Mekertich Armen was a less known, even though well-regarded member of the generation of Armenian intellectuals that became victim of Stalinism.
He was born Mekertich Harutiunian on December 27, 1906, in Alexandropol (nowadays Gumri), in a family of artisans. He studied in a local school and then in the gymnasium for boys and in one of the schools opened by the Near East Relief in the city. Years later, he would graduate from the State Institute of Cinematography in Moscow, where he studied at the section of script writing for two years.
In 1922-1923 he was a boy scout (scoutism was still tolerated in Soviet Armenia in the early 1920s), and in 1923 published his first poem in the local newspaper Panvor . In 1925 Mekertich Armen was one of the founding members of the short-lived “October” union of writers of Leninakan (Gumri’s name in Soviet times), started by Gurgen Mahari (1903-1969) along with Soghomon Tarontsi (1904-1971), Gegham Sarian (1902-1976), Sarmen (1902-1980), and others. In 1925 he moved to Yerevan and entered another short-lived union of writers, called “November” and founded by Yeghishe Charents (1897-1937). He worked for a few years in the editorial offices of the journals Grakan Dirkerum and Yeritasard Bolshevik . He would also be the secretary of the artistic council of Haykino (the Armenian film studios, later known as Armenfilm).

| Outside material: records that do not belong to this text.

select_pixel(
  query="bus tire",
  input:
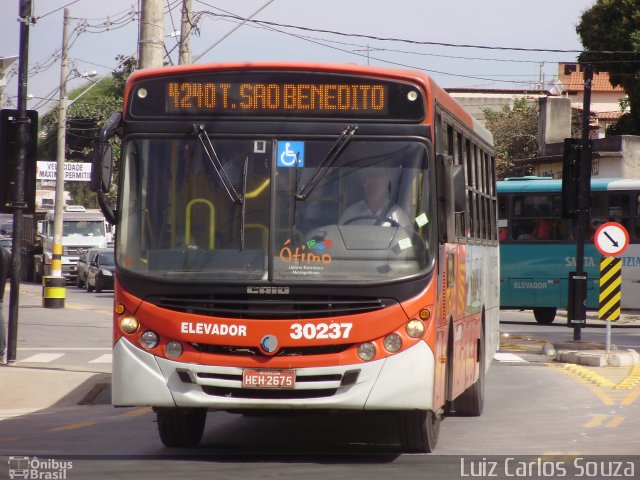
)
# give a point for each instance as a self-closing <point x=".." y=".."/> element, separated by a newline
<point x="471" y="402"/>
<point x="545" y="315"/>
<point x="419" y="431"/>
<point x="181" y="427"/>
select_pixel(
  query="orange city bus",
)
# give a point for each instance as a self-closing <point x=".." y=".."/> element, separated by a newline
<point x="255" y="271"/>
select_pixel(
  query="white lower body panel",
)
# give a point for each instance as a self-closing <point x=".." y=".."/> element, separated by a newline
<point x="400" y="382"/>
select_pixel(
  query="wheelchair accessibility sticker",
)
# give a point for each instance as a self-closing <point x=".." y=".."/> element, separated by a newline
<point x="290" y="154"/>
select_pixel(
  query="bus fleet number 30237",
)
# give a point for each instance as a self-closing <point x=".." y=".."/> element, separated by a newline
<point x="320" y="331"/>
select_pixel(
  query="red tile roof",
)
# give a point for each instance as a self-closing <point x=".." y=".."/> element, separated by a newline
<point x="571" y="75"/>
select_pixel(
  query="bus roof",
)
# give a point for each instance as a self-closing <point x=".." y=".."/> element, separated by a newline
<point x="548" y="184"/>
<point x="434" y="91"/>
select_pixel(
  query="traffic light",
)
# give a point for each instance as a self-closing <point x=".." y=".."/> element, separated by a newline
<point x="9" y="144"/>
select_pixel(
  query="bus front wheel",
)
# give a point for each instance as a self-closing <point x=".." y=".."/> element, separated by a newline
<point x="419" y="430"/>
<point x="544" y="315"/>
<point x="181" y="427"/>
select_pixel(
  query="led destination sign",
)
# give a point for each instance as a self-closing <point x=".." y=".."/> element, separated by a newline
<point x="367" y="99"/>
<point x="275" y="94"/>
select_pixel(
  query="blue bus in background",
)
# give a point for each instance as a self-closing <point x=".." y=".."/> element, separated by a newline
<point x="538" y="247"/>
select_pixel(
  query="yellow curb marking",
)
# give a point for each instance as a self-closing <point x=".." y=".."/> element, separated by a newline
<point x="631" y="398"/>
<point x="589" y="375"/>
<point x="72" y="426"/>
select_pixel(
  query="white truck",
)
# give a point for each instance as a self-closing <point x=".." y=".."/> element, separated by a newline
<point x="81" y="229"/>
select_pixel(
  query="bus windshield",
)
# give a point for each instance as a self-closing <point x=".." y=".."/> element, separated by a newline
<point x="227" y="209"/>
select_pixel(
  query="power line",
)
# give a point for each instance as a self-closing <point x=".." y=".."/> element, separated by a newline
<point x="416" y="42"/>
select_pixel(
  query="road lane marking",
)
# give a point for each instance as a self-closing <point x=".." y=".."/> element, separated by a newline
<point x="41" y="358"/>
<point x="595" y="421"/>
<point x="508" y="357"/>
<point x="72" y="426"/>
<point x="106" y="358"/>
<point x="629" y="399"/>
<point x="137" y="411"/>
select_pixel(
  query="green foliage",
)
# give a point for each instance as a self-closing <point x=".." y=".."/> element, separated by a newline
<point x="614" y="26"/>
<point x="515" y="134"/>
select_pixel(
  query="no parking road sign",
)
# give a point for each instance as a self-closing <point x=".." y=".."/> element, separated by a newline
<point x="611" y="239"/>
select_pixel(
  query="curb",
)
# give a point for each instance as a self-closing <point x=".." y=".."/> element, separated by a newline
<point x="599" y="358"/>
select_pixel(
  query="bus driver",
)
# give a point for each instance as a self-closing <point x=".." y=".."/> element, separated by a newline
<point x="377" y="207"/>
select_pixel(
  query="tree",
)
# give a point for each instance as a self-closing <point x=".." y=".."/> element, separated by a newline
<point x="515" y="135"/>
<point x="610" y="34"/>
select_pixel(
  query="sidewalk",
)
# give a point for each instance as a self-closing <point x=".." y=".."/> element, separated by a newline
<point x="25" y="389"/>
<point x="581" y="352"/>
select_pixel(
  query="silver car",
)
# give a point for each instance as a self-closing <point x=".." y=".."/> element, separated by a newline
<point x="83" y="266"/>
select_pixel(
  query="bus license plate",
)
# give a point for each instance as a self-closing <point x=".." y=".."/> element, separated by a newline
<point x="268" y="378"/>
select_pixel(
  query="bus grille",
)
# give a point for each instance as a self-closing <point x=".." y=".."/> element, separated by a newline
<point x="268" y="394"/>
<point x="248" y="307"/>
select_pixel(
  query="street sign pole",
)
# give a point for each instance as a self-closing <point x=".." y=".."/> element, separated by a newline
<point x="611" y="239"/>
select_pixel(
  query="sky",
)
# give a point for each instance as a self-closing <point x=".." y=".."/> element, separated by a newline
<point x="334" y="31"/>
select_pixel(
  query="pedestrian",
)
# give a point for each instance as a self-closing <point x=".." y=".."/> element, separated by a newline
<point x="5" y="264"/>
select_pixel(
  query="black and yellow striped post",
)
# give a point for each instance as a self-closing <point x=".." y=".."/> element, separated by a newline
<point x="53" y="292"/>
<point x="610" y="288"/>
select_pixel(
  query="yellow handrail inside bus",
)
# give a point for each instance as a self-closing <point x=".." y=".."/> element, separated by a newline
<point x="212" y="221"/>
<point x="258" y="191"/>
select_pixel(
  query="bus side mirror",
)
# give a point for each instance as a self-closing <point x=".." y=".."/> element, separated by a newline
<point x="102" y="162"/>
<point x="101" y="168"/>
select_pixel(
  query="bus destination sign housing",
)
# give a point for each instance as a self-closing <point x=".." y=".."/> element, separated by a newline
<point x="276" y="94"/>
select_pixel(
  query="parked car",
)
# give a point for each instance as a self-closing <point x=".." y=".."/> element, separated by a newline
<point x="82" y="266"/>
<point x="101" y="270"/>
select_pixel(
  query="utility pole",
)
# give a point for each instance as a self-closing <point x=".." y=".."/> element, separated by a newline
<point x="184" y="56"/>
<point x="24" y="17"/>
<point x="151" y="40"/>
<point x="56" y="258"/>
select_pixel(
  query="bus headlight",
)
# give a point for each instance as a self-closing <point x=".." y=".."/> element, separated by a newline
<point x="393" y="342"/>
<point x="367" y="351"/>
<point x="415" y="328"/>
<point x="149" y="339"/>
<point x="173" y="349"/>
<point x="129" y="324"/>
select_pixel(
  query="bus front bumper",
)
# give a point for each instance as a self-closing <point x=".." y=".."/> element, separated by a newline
<point x="400" y="382"/>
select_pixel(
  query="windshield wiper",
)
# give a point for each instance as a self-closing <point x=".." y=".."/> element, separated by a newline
<point x="337" y="148"/>
<point x="216" y="163"/>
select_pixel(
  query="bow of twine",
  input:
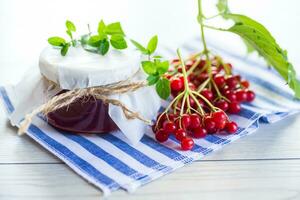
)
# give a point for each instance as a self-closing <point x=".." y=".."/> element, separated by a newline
<point x="100" y="92"/>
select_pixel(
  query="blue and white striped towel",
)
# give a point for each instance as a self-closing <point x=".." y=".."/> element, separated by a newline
<point x="110" y="163"/>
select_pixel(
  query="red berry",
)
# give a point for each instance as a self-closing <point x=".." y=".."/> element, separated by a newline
<point x="250" y="95"/>
<point x="180" y="134"/>
<point x="192" y="77"/>
<point x="192" y="86"/>
<point x="230" y="95"/>
<point x="202" y="77"/>
<point x="219" y="115"/>
<point x="231" y="127"/>
<point x="176" y="84"/>
<point x="195" y="121"/>
<point x="220" y="119"/>
<point x="202" y="63"/>
<point x="232" y="82"/>
<point x="210" y="125"/>
<point x="207" y="94"/>
<point x="182" y="78"/>
<point x="175" y="61"/>
<point x="222" y="104"/>
<point x="185" y="121"/>
<point x="169" y="127"/>
<point x="238" y="77"/>
<point x="219" y="80"/>
<point x="187" y="143"/>
<point x="161" y="135"/>
<point x="241" y="95"/>
<point x="192" y="102"/>
<point x="234" y="108"/>
<point x="245" y="83"/>
<point x="199" y="132"/>
<point x="171" y="116"/>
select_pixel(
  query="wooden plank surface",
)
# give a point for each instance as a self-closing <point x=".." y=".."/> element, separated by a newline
<point x="255" y="179"/>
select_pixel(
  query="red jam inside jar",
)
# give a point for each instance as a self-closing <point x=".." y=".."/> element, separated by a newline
<point x="85" y="115"/>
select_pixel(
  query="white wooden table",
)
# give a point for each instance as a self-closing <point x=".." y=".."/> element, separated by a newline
<point x="265" y="165"/>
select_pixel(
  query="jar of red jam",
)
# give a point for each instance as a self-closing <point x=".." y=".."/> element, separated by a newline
<point x="82" y="69"/>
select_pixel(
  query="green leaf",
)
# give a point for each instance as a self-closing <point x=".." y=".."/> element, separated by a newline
<point x="162" y="67"/>
<point x="64" y="49"/>
<point x="163" y="88"/>
<point x="69" y="33"/>
<point x="118" y="42"/>
<point x="94" y="41"/>
<point x="114" y="28"/>
<point x="103" y="47"/>
<point x="140" y="47"/>
<point x="56" y="41"/>
<point x="84" y="40"/>
<point x="264" y="43"/>
<point x="70" y="26"/>
<point x="149" y="67"/>
<point x="101" y="27"/>
<point x="152" y="44"/>
<point x="222" y="6"/>
<point x="152" y="79"/>
<point x="249" y="47"/>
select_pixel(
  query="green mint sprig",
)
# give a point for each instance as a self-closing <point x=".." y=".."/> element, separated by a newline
<point x="155" y="67"/>
<point x="256" y="38"/>
<point x="61" y="42"/>
<point x="111" y="34"/>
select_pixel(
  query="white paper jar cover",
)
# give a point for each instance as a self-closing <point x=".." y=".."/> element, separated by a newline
<point x="82" y="69"/>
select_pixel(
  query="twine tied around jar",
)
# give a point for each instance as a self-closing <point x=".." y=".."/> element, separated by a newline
<point x="99" y="92"/>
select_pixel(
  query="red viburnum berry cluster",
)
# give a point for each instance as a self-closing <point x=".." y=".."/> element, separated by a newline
<point x="203" y="91"/>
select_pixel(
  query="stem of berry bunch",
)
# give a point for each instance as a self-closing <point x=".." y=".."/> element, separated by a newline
<point x="205" y="51"/>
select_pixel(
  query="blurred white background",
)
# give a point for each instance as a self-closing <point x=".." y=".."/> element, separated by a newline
<point x="26" y="25"/>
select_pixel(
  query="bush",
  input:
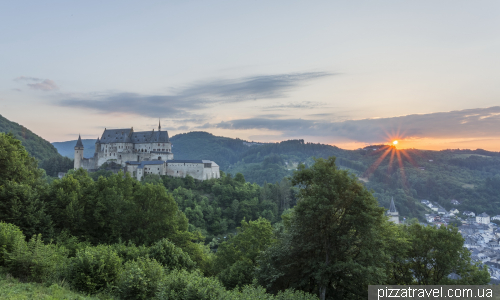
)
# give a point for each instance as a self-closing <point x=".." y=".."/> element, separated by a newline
<point x="170" y="256"/>
<point x="35" y="261"/>
<point x="130" y="251"/>
<point x="182" y="285"/>
<point x="140" y="279"/>
<point x="95" y="269"/>
<point x="10" y="235"/>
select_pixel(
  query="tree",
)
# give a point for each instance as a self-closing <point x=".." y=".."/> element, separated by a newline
<point x="332" y="243"/>
<point x="236" y="259"/>
<point x="21" y="188"/>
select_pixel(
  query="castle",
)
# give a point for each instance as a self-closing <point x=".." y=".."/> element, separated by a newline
<point x="141" y="153"/>
<point x="392" y="213"/>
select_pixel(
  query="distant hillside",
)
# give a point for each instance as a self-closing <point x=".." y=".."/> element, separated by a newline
<point x="47" y="155"/>
<point x="68" y="148"/>
<point x="203" y="145"/>
<point x="35" y="145"/>
<point x="470" y="176"/>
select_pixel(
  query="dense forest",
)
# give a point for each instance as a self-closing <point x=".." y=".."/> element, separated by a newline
<point x="318" y="235"/>
<point x="49" y="159"/>
<point x="470" y="176"/>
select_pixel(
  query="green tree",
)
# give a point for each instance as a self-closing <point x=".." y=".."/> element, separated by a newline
<point x="333" y="240"/>
<point x="236" y="259"/>
<point x="21" y="187"/>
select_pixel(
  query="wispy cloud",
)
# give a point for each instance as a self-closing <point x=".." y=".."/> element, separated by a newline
<point x="38" y="83"/>
<point x="469" y="123"/>
<point x="287" y="106"/>
<point x="196" y="96"/>
<point x="27" y="78"/>
<point x="46" y="85"/>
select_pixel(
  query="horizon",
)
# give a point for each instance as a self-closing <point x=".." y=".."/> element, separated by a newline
<point x="335" y="73"/>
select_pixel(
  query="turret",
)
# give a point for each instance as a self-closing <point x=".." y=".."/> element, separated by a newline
<point x="78" y="153"/>
<point x="392" y="213"/>
<point x="97" y="145"/>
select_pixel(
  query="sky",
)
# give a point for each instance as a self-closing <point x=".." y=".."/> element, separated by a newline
<point x="345" y="73"/>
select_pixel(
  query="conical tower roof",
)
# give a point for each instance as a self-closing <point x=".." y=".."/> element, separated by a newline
<point x="79" y="142"/>
<point x="392" y="207"/>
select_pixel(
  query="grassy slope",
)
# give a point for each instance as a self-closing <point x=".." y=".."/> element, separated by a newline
<point x="12" y="289"/>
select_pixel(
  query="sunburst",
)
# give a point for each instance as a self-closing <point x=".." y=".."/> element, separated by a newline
<point x="393" y="140"/>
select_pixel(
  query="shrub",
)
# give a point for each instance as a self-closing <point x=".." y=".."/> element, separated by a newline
<point x="10" y="235"/>
<point x="170" y="256"/>
<point x="182" y="285"/>
<point x="140" y="279"/>
<point x="95" y="269"/>
<point x="35" y="261"/>
<point x="130" y="251"/>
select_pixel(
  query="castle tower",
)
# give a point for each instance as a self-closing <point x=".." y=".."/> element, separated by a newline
<point x="97" y="145"/>
<point x="393" y="213"/>
<point x="78" y="153"/>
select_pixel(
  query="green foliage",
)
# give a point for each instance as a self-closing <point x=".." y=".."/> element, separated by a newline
<point x="183" y="285"/>
<point x="170" y="256"/>
<point x="236" y="259"/>
<point x="13" y="289"/>
<point x="10" y="237"/>
<point x="35" y="261"/>
<point x="20" y="188"/>
<point x="35" y="145"/>
<point x="130" y="251"/>
<point x="16" y="165"/>
<point x="140" y="279"/>
<point x="94" y="269"/>
<point x="333" y="241"/>
<point x="56" y="164"/>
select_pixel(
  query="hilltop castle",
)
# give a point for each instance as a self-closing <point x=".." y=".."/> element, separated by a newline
<point x="392" y="213"/>
<point x="141" y="153"/>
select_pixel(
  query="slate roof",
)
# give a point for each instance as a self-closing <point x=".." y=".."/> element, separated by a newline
<point x="189" y="161"/>
<point x="79" y="142"/>
<point x="145" y="162"/>
<point x="129" y="136"/>
<point x="392" y="207"/>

By 1934, when he became a member of the newly founded Writers Union of Armenia, Mekertich Armen had already published several books of prose, among them the novels Yerevan (1931) and Scout 89 (1933). His remarkable novel The Fountain of Heghnar (1935), set in pre-Soviet times, put him among the best writers of his generation.
However, the political purges that swept the Soviet Union in 1936-1938 did not spare the political and intellectual class of Armenia. Along with many members of his generation (Charents, Axel Bakunts, Gurgen Mahari, Vagharshag Norents, Soghomon Tarontsi, among many others), Mekertich Armen was arrested in 1937 as an “enemy of the people” (the usual slogan of authoritarian and totalitarian regimes to tarnish its potential and real opponents) and exiled to a labor camp, where he remained until 1945.
Upon surviving the hardships of exile, he returned to Yerevan and continued his literary activities. He published new novels and collections of short stories, but none repeated the success of The Fountain of Heghnar, which had been printed twice before his arrest and had three more editions from 1955 to 1961. In the short interlude of Nikita Khruschev’s period of the “thaw,” when the crimes of Stalin were denounced and some works reflecting the Siberian labor camps were allowed to be published, Armen published a collection of short stories, They Asked Me to Deliver to You (1964), that brought some recognition once again. In the last years of his life, he was named Emeritus Worker of Culture of Soviet Armenia (1967) and his collected works were published in five volumes (1967-1971). The Fountain of Heghnar was the subject of two films (“The Fountain of Heghnar,” Arman Manarian, 1971, Yerevan, and “The Spring,” Arby Ovanessian, 1972, Iran).
Mekertich Armen passed away on December 22, 1972, in Yerevan.